Peptide Synthesis at KI Biopolymers Lab
Welcome to Peptide Synthesis. If you have not used us before for peptide synthesis feel free to email/talk to someone at the lab because we need to know things like your desired amount, N and C terminal chemistry, if HPLC purification is needed or if you want any modifications such as dyes, biotin, lipids, etc. See below for a list of recent mods to get an idea of what you can do.
- N- & C-terminal Chemistry
- Modified Residues
- Dye Labeling
- HPLC Purification
- Quality Control
- Antibody Production References
Standard N-terminal chemistry is either free amine or acetylation, and standard C-terminal chemistry is either free acid or amidation. You may want to calculate the isoelectric point (pI) of the sequence and consider the pH of the buffer that you will be working in prior to choosing terminal chemistry. By blocking the terminals, you may end up with a peptide that is not very soluble in your working conditions. However, you may want to neutralize the terminal(s) to mimic the appearance of the peptide in vivo for better antibody recognition. See the Antibody Production Notes and References section.
Modified residues, such as unusual amino acids, can be incorporated into a synthesis. If we do not have a residue in the lab, we will order it, and the user will be charged for the price of the order.

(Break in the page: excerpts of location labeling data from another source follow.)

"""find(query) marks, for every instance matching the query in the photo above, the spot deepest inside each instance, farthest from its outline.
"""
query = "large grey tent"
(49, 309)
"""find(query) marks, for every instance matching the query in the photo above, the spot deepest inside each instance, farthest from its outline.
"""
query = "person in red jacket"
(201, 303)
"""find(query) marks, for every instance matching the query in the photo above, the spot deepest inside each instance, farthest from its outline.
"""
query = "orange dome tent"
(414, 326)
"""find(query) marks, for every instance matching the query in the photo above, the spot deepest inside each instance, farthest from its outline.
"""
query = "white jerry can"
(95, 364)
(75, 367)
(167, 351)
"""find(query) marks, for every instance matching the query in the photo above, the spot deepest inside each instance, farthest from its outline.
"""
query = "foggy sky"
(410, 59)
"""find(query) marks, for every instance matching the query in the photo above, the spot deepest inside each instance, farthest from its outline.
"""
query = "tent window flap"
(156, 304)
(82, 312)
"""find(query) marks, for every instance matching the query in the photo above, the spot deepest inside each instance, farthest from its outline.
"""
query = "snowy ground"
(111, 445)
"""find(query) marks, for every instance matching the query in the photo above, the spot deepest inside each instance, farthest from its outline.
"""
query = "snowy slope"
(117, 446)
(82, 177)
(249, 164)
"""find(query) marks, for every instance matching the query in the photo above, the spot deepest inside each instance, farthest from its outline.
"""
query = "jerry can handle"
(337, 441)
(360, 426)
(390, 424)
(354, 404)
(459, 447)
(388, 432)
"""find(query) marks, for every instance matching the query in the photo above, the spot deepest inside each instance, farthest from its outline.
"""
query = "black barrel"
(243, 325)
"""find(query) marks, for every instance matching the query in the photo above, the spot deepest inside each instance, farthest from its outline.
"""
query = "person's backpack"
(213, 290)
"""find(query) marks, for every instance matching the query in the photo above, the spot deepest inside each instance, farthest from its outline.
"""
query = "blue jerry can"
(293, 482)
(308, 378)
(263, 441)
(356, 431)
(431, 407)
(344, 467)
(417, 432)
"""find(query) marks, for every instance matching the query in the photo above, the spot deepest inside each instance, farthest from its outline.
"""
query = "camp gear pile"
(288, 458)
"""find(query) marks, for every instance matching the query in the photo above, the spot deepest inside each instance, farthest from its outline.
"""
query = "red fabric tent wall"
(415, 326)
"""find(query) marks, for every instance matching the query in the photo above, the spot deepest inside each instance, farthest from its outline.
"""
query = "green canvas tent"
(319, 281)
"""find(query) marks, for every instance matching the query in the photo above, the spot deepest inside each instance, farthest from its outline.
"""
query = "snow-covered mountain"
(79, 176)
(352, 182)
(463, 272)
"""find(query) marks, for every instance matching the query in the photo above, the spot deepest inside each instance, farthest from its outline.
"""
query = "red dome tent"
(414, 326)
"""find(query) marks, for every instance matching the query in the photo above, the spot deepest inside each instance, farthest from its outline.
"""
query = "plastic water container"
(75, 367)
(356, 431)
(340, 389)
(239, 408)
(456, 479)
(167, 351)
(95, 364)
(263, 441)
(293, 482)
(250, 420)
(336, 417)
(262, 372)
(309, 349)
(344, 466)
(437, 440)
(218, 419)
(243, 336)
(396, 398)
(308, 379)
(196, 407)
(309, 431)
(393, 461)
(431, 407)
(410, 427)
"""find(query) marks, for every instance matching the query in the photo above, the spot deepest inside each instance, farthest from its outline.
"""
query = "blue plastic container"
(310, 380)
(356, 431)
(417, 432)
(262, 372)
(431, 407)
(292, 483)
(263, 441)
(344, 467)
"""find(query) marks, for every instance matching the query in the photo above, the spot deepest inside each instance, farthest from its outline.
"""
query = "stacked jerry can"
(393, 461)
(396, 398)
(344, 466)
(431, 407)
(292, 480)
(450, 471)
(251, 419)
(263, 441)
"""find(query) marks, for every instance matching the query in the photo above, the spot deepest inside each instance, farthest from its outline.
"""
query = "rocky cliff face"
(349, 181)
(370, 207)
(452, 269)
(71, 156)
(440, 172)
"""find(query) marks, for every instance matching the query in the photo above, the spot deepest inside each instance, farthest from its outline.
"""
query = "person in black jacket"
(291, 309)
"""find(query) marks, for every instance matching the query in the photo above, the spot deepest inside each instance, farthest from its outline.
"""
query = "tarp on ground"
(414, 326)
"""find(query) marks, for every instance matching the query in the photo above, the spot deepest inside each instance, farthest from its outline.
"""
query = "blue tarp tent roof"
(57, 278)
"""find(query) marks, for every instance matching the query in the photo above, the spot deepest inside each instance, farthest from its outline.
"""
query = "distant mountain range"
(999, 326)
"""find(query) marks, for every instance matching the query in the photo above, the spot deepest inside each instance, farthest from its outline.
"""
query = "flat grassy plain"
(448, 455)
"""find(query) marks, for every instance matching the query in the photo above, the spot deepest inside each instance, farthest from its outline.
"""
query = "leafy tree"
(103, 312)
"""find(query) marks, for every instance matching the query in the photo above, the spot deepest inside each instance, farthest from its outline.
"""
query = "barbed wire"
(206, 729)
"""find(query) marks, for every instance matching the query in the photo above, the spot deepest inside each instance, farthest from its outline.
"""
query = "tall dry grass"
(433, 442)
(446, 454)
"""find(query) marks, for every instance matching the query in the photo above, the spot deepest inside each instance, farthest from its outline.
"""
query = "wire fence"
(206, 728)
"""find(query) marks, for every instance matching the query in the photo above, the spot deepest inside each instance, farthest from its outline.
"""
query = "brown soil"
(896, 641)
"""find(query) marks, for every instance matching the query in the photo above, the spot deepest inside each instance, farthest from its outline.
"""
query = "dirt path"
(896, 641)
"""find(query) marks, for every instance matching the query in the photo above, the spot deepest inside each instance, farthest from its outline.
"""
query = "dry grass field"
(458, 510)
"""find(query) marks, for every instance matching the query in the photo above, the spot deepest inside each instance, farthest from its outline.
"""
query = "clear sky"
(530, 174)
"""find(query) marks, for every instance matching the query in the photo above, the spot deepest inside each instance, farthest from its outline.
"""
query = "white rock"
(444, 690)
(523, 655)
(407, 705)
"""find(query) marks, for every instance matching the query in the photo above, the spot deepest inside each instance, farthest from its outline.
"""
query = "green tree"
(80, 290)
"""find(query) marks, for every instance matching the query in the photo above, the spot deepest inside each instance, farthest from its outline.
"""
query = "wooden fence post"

Biotin can be added to the N-terminus of a peptide or at a Lysine residue. For large scale peptides this procedure is done post-synthesis, but while the peptide is still attached to the resin. For small scale peptides, biotinylation is done on the peptdie synthesizer. Cleavage will then follow.
- N-terminal Biotin
- Fluorescein (5.6 FAM)
- FMOC-Lys (Dde)
- Removal of DDE fro DDE Lys
Click here for some less common modifications.
We can attach dyes to peptides, either at the N-terminus or at a Lysine residue. The most common dyes used are fluorescein (absorbs @490nm) and TAMRA (absorbs @540nm). This procedure is done post-synthesis, but while the peptide is still attached to the resin. Cleavage will then follow.
The peptide fraction of the crude material consists of the ideal peptide, traces of deletion peptides and modified peptides created during side chain deprotection and cleavage from the starting resin. Since purification is time consuming and not always necessary, we recommend that you experiment with the crude or desalted product before requesting HPLC purification. Most researchers use the crude peptide for coupling to carrier protein for immunization. We do not do desalting in the laboratory, but it can be done by gel filtration chromatography (e.g. G10 or G25 columns). Disposable gel columns are available from companies like BioRad and Pharmacia/Amersham. For larger scale desalting the packing material can be purchased separately and you can pour your own column. Desalting protocols are available from manufacturers catalogues and from peptide synthesis reference books such as Stewart and Young's "Solid Phase Peptide Synthesis."
If high purity peptide is required, we offer HPLC purification of peptides.
For small scale peptides, HPLC purification consists of taking 5umol of peptide and injecting that material onto a preparative scale reverse phase column. We collect all column fractions and pool those containing the ideal product. The amount of pure material recovered depends on the sequence but usually is better than 50% of that loaded.
For large scale peptides, HPLC purification consists of taking approximately 100 mg of crude peptide (the amount depends on the complexity of the analytical HPLC trace of the crude product) and injecting that material onto a preparative scale reverse phase column. We collect all column fractions and pool those containing the ideal product. The amount of pure material recovered depends on the sequence but usually is better than 50% of that loaded. The pure peptide is provided along with any crude peptide remaining from the purification process.
For small scale peptides, we provide you with mass spectrometry data and, upon request, HPLC data. Usually with the small scale peptides, the mass spectrometry data is a sufficient quality control. MS and HPLC are performed under high resolution/slow gradient conditions.
For large scale peptides, we provide you with an HPLC trace of the peptide to assess purity by UV along with mass spectrometer spectra. HPLC and MS are performed under slow gradient / high resolution conditions. If you have a peptide from an outside source and are suspicious about quality we will be happy to subject an aliquot to our QC procedure.